Ходы никогда не повторялись: излишне суровый, но не прощальный реприманд, уход
от налогов, желание сблизиться вне служебной иерархии, испытание лояльности, –
итог был един: увольнение оказывалось фиктивным, гармония восстанавливалась.
Утро приносило разочарование и стыд – Крах весь день презирала себя за слабость
и зависимость, а ночью видела все заново.
От нервов на ней завелись мелкие хитрые существа –
три гномика-девочки Вишь, Слышь и Знашь. Так они сидели смирно, но стоило
Марине уйти в свои фантазии, как гномички
выскакивали из укрытия и выдергивали хозяйку обратно в невыносимую
действительность: «вишь?» – пищали они, больно щипая ее за веки, «слышь?» –
висли на мочке уха, «знашь?» – буравили висок и заползали в волосы.
Ее собственное
злополучие совпало с распадом окружающего ландшафта, самым уместным словом для
описания которого было «чудовищно». Белорезиновая ежедневно ошеломляла новыми
свершениями на ниве несуразного вредительства. Косари выкашивали траву в ноль,
оставляя одну пыль. Стоило начаться ливню, откуда ни возьмись являлись
поливалки, оранжевой шеренгой перегораживая проспекты. За несуществующей
надобностью ежедневно вскрывали асфальт, вскрывали днем и клали ночью, утром
вскрывали снова. Сносили особняки с кариатидами, взрывали купольные
циркообразные рынки, зашторивая пустоши трехметровым забором. Вырубали
яблоневые сады, замащивали серой плиткой газоны. В газетах печатали зловещий
делирий такой густоты, что голову изнутри распирало ужасом и приходилось изо
всех сил сжимать виски ладонями.
Вскрывали
вырубали сносили истребляли пугали закрывали запрещали долбили воняли хамили
гнали держали вертели обижали ненавидели.
Вокруг вновь
заговорили про языческую богиню Поравалить – манящую, пьянящую, смелую и
свободную, с факелом в вытянутой руке, и в то же время – шаткую, мутную,
призывно звенящую монистами, но отводящую насурмленные глаза. Крах тоже
заговорила было – и бросила, и возненавидела ее и всех ее адептов, и
запрезирала себя, ибо потянуться за богиней однозначно понималось как смелость,
принципиальность, целеустремленность, отвернуться же от нее – как трусость,
ленность, никчемность, ведь для того чтобы не говорить даже – просто думать о
любви, так сказать, к родной стране, языка давно уже не имелось – извели.
– Чудовищно, всё
чудовищно, – тоскливо думала Маргарита, закрывая окна от дрычания отбойного
молотка и сжигая в унитазе газету за газетой. – Поравалить.
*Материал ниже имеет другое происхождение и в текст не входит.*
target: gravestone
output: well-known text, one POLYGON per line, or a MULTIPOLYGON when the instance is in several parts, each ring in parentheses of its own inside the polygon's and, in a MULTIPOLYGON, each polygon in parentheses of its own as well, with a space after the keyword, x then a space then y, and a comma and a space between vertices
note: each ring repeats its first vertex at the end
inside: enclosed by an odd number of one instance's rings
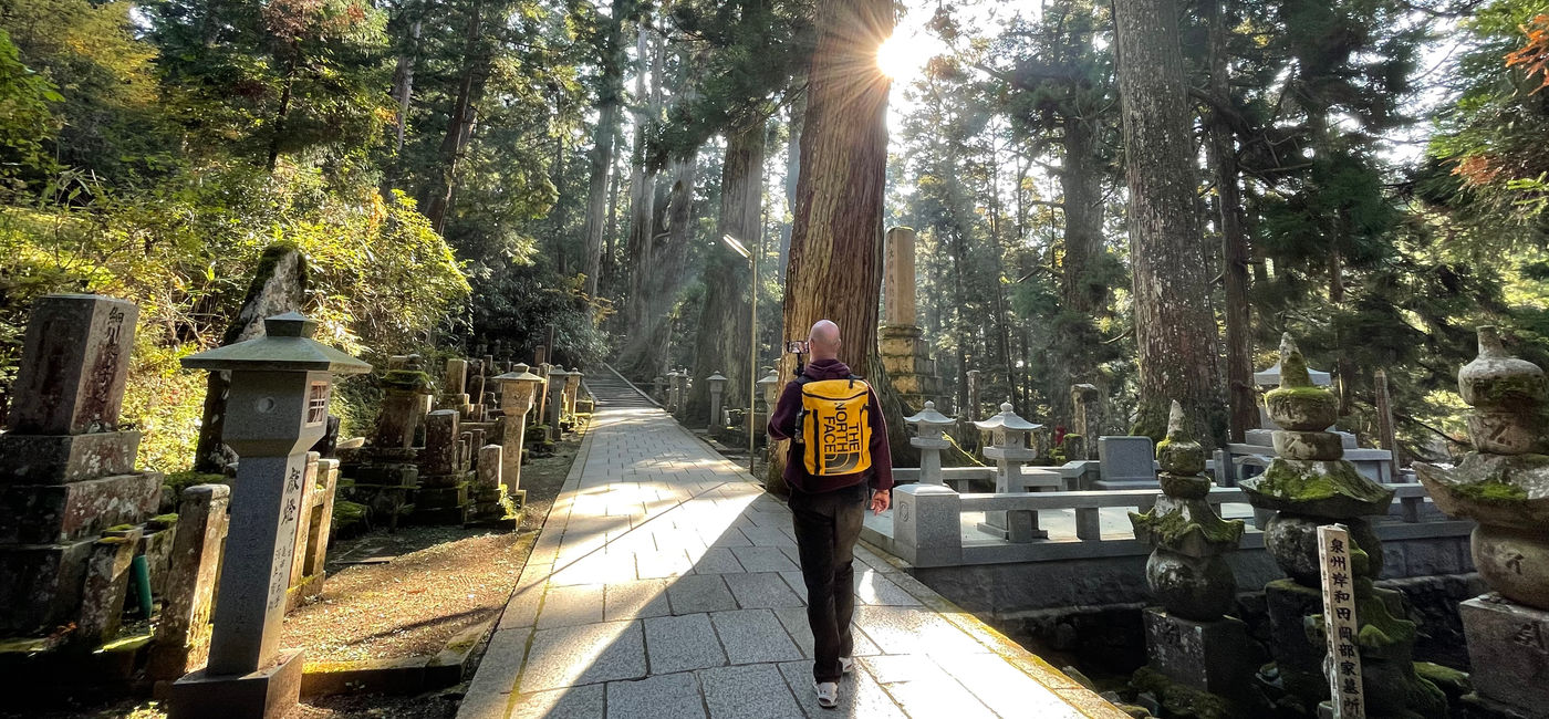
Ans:
POLYGON ((1458 372, 1475 451, 1455 468, 1416 462, 1436 507, 1479 522, 1473 562, 1492 592, 1459 607, 1475 693, 1467 716, 1541 716, 1549 707, 1549 380, 1479 327, 1458 372))
MULTIPOLYGON (((1242 539, 1242 521, 1224 521, 1210 505, 1205 448, 1188 434, 1174 401, 1166 443, 1157 448, 1162 497, 1145 514, 1129 513, 1135 539, 1151 544, 1146 586, 1160 607, 1146 607, 1148 669, 1227 700, 1247 699, 1261 662, 1247 624, 1228 617, 1236 580, 1224 553, 1242 539)), ((1238 708, 1241 711, 1241 708, 1238 708)))
POLYGON ((282 652, 280 623, 296 553, 307 448, 322 437, 333 377, 370 366, 311 339, 316 322, 287 313, 265 336, 183 358, 231 372, 225 440, 242 462, 215 598, 209 663, 172 685, 172 719, 273 717, 296 704, 301 651, 282 652))
POLYGON ((138 547, 98 539, 139 525, 161 499, 161 474, 135 471, 139 432, 118 428, 136 318, 133 304, 94 294, 33 308, 0 435, 0 634, 74 624, 64 637, 91 643, 118 626, 108 604, 122 607, 121 564, 138 547))
POLYGON ((1382 572, 1382 542, 1366 518, 1388 514, 1393 490, 1363 477, 1343 459, 1338 435, 1324 431, 1334 425, 1338 401, 1314 384, 1290 335, 1281 338, 1279 361, 1281 386, 1264 395, 1270 418, 1281 428, 1275 431, 1275 459, 1264 474, 1241 487, 1256 510, 1275 513, 1264 524, 1264 549, 1290 576, 1264 587, 1281 685, 1309 713, 1331 696, 1324 676, 1327 646, 1307 626, 1321 620, 1324 609, 1318 527, 1343 524, 1349 530, 1366 713, 1447 716, 1447 696, 1414 673, 1417 626, 1403 618, 1403 598, 1372 584, 1382 572))
POLYGON ((1101 479, 1094 490, 1151 490, 1157 485, 1156 448, 1151 437, 1098 437, 1101 479))
POLYGON ((167 601, 150 649, 152 679, 178 679, 209 659, 211 611, 226 541, 231 487, 194 485, 178 504, 178 535, 167 569, 167 601))
POLYGON ((424 423, 420 452, 420 483, 414 491, 414 518, 421 524, 465 524, 472 507, 468 488, 474 479, 469 440, 463 439, 455 409, 437 409, 424 423))
POLYGON ((911 228, 892 228, 883 243, 883 310, 877 349, 888 381, 908 406, 940 398, 942 380, 915 319, 914 240, 911 228))

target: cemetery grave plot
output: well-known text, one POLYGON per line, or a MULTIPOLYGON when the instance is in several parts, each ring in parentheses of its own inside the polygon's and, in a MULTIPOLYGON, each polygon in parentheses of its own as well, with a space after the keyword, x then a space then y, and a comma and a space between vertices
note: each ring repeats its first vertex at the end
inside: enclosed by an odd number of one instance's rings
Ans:
POLYGON ((519 533, 406 527, 336 542, 321 600, 285 617, 282 645, 305 646, 308 663, 421 657, 499 617, 578 446, 522 466, 519 533))

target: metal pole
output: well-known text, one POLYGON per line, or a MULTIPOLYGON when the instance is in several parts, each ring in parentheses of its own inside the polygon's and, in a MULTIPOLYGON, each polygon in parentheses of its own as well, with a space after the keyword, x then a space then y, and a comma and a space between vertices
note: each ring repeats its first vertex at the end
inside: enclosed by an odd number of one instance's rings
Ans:
POLYGON ((753 243, 754 248, 748 253, 748 260, 753 263, 753 301, 748 302, 748 476, 754 480, 759 477, 753 474, 754 454, 754 437, 757 432, 757 425, 753 421, 753 409, 756 408, 754 397, 759 389, 759 253, 764 251, 764 234, 759 232, 759 239, 753 243))

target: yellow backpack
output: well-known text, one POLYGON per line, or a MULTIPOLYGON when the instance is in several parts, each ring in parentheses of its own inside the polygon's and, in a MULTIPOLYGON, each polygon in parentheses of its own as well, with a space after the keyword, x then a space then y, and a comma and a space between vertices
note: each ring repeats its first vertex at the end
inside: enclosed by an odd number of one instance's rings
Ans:
POLYGON ((807 474, 832 477, 871 470, 871 386, 849 380, 802 377, 796 443, 807 474))

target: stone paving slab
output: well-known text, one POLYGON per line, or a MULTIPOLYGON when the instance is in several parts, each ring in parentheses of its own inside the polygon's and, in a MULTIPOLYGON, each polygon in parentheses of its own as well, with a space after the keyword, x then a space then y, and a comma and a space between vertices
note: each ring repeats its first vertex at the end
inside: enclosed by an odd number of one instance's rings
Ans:
POLYGON ((866 545, 855 673, 819 710, 785 505, 660 409, 593 392, 460 719, 1125 716, 866 545))

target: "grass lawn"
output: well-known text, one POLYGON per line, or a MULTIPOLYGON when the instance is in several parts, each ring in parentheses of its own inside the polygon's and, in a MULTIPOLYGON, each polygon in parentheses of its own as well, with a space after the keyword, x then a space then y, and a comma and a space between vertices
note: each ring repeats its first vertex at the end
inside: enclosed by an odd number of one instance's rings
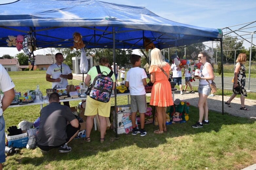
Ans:
MULTIPOLYGON (((45 80, 45 71, 9 73, 17 91, 35 89, 39 84, 45 95, 45 89, 51 86, 45 80)), ((74 80, 73 84, 79 82, 74 80)), ((70 102, 70 105, 78 102, 70 102)), ((118 105, 127 102, 125 96, 117 98, 118 105)), ((6 131, 23 119, 33 122, 39 112, 38 105, 8 109, 4 114, 6 131)), ((189 112, 187 122, 168 125, 163 134, 154 134, 158 127, 148 124, 143 137, 129 133, 116 138, 112 130, 107 130, 103 143, 99 142, 99 132, 93 131, 91 143, 74 139, 69 145, 72 151, 67 154, 56 149, 43 155, 38 148, 23 148, 7 157, 4 169, 240 170, 256 163, 254 120, 210 111, 210 124, 194 129, 191 125, 198 120, 198 109, 190 106, 189 112)))

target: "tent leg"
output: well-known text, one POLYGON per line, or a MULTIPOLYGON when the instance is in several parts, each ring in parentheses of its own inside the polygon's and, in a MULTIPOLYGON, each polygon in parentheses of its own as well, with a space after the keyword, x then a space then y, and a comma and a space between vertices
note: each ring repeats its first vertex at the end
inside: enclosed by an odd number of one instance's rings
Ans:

От этого слова у
нее сбивалось дыхание и ломило поясницу, и требовалось срочно налить чаю и
что-то жевать, жевать. Валить туда у нее не хватало пороху, и, в ужасе
застыв на столичном гребне, она переваливалась обратно и уезжала в Слепоту.
Там за
безденежьем асфальт не перекладывали, а газеты читали какие-то другие.
*
В липкой жаре
резались в карты, кивали пожухлые ноготки, Хмырь Хмырич через бутылочное
стеклышко выжигал неприличное слово на березовом бревне.
Чай закипал в
чашке, выставленной на солнечный подоконник.
Вконец замерла
торговля в окрестных полуподвальных магазинчиках, и без того работавших по
неведомому графику. Была там лавочка воздушных шаров, магазин «Невинный» – пиво
в розлив, ремонт обуви «Подкаблучник», рыболовные крючки под перспективной
вывеской «Дары природы» и анонимная дверь, крашенная зеленой краской и неизменно
запертая на массивный навесной замок, хотя, как говорили, ночью оттуда
пробивался свет.
Из окна первого
этажа всегда смотрел Коля. Что он себе думает и сколько ему лет, было
совершенно непонятно. Когда он не сидел сиднем на подоконнике, то обегал окрестности,
нежно поглаживая машины, проникновенно заглядывая им в фары.
Из туалета все
время тянулся тонкой струйкой тошнотворный запах – там гадили вонючие лиловые
гномики, и Ляля предпочитала ходить в кусты. Гадили они, возможно, потому, что
Туся как-то выкинула на помойку старую половую тряпку, а гномики полагали, что
это не тряпка вовсе, а
их коллективная мантия, и, единодушно обвинив Тусю в бездушии, принялись
мстить.
***
Поутру, когда
поезд, приближаясь к городу, огибал огороженный краснокирпичной стеной ансамбль
местного дурдома, в сон Крах бесстыдно вторгся оживленный разговор ее попутчиц.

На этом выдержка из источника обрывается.